Rent-to-Own Your Home: The Pros and Cons

A rent-to-own home can present solutions to both buyers and sellers in a difficult position. For buyers, there is an option to begin living in and making payments on a home for purchase without first having to make a down payment. For sellers, there is an option to more to a new home prior to selling your previous residence, which can be critical in a slow housing market. In some cases, one of the parties will choose to terminate the contract because the disadvantages of the sale outweigh the advantages.

Pros to a Buyer

A buyer gets to live in a home to try it out for a few years before committing to a sale. This can be advantageous if the buyer is not exactly sure whether the home, neighborhood or other factors will meet his or her unique needs. It is also advantageous because the buyer can enter the lease with no money down. First-time home buyers, those recovering from bankruptcy or those currently ineligible for a mortgage are good candidates for this reason. They can make payments to cover the sellers mortgage, plus an additional small sum to the rent-to-own contract, in order to be eligible to purchase the home in the future.

Pros to a Seller

Sellers often have to capitalize on rent-to-own options when they need to leave their current house before it has sold. This can happen due to relocation, but it is often a symptom of a very slow real estate market. This is a great alternative to a short sale. The seller is able to get out of mortgage payments but avoid selling the home at the bottom of the market. Sellers may also have more time to contribute to principal debt, lowering the amount owed on the home after sale does occur.

Cons to a Buyer

Rent-to-own options cover a mortgage plus an additional fee. This means the monthly payments will be higher than a traditional rental unit.

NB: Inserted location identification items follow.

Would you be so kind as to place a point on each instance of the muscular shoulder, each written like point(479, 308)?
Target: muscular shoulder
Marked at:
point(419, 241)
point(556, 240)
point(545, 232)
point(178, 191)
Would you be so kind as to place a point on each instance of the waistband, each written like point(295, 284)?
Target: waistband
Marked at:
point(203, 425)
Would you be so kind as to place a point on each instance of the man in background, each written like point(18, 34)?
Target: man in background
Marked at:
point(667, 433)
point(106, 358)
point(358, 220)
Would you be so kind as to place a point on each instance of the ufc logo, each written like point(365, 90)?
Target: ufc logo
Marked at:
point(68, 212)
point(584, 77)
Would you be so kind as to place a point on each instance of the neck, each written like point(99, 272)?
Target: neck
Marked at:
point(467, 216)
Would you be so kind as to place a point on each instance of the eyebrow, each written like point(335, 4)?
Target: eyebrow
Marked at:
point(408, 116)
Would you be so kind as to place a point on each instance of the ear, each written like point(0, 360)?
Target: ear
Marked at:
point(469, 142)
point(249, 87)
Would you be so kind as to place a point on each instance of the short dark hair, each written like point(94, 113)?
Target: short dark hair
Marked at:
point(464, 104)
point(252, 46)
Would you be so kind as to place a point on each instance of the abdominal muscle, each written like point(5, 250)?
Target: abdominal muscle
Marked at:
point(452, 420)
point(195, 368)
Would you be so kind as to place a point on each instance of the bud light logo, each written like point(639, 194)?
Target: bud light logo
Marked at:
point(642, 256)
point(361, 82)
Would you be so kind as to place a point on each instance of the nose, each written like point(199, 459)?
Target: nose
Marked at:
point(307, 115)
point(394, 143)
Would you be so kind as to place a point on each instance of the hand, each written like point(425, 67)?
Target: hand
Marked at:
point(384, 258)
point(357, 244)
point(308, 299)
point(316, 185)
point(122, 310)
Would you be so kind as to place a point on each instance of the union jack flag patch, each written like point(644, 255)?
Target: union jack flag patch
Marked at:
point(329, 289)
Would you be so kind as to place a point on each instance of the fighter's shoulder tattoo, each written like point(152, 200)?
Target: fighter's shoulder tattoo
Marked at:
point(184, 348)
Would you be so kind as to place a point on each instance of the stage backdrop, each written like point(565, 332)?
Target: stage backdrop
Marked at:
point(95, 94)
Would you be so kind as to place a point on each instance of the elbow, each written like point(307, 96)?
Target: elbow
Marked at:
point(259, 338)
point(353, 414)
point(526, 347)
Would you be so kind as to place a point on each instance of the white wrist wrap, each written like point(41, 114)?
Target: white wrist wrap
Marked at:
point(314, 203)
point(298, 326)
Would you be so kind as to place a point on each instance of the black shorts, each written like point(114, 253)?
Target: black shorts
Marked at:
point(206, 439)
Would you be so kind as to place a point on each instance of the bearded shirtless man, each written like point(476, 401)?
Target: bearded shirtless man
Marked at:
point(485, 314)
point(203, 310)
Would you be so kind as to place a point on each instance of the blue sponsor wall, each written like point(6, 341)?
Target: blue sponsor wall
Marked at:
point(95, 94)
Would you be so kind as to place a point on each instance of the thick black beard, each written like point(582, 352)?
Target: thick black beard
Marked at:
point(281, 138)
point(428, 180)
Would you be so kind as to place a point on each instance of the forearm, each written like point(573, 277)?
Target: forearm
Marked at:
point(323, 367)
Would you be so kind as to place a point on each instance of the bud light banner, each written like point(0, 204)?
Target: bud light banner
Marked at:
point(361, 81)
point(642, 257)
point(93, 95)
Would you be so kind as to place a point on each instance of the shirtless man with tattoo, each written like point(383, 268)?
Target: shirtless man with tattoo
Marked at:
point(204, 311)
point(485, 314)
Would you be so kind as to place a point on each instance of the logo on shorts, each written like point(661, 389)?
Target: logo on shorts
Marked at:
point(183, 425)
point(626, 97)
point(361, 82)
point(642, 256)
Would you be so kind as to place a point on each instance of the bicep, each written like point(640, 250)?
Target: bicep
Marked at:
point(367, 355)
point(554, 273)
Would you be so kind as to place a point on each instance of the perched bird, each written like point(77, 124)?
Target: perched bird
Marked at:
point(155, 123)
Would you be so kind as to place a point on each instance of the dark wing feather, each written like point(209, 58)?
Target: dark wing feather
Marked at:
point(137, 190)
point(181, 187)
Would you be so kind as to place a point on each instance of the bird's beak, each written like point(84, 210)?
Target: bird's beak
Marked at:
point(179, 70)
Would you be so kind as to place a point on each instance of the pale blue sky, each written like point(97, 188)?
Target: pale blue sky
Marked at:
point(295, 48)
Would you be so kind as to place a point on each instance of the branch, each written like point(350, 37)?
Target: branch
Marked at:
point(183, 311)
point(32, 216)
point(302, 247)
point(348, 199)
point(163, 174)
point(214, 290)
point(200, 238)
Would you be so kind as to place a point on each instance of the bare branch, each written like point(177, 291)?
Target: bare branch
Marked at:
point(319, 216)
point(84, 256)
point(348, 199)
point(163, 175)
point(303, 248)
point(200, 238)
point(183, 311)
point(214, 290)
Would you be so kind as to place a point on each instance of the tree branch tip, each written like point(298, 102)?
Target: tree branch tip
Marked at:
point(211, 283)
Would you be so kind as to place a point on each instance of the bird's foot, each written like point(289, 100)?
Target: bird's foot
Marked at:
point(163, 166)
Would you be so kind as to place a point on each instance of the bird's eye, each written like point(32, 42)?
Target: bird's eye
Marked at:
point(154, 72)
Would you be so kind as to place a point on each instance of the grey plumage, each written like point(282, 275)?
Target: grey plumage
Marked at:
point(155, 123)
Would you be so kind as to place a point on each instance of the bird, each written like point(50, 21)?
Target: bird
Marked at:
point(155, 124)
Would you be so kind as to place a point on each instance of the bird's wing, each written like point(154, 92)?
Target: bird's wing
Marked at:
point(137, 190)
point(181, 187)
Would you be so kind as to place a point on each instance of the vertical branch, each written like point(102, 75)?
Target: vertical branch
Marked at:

If the buyer chooses not to execute the option to purchase, any payments made to the down payment that would be used to purchase the home will be lost. Further, if a buyer does end up purchasing the property, the expenses paid to the home so far plus the cost to purchase the home will be higher than if the buyer simply purchased the home in the beginning instead of renting temporarily. 

Cons to a Seller

There is no guarantee the contract will go through. This means the seller may be out of luck after another few years, back in the same position with a home unsold. Further, at that point, the leaser may have actually done damage to the property. The contract stipulates the condition the home must be maintained in, but it is all too common for individual renters to ignore these stipulations. It can be hard to recover payments from a borrower who has not maintained a property. Any seller who allows another individual to live in a home he or she does not yet own is exposed to a tremendous amount of liability in this manner.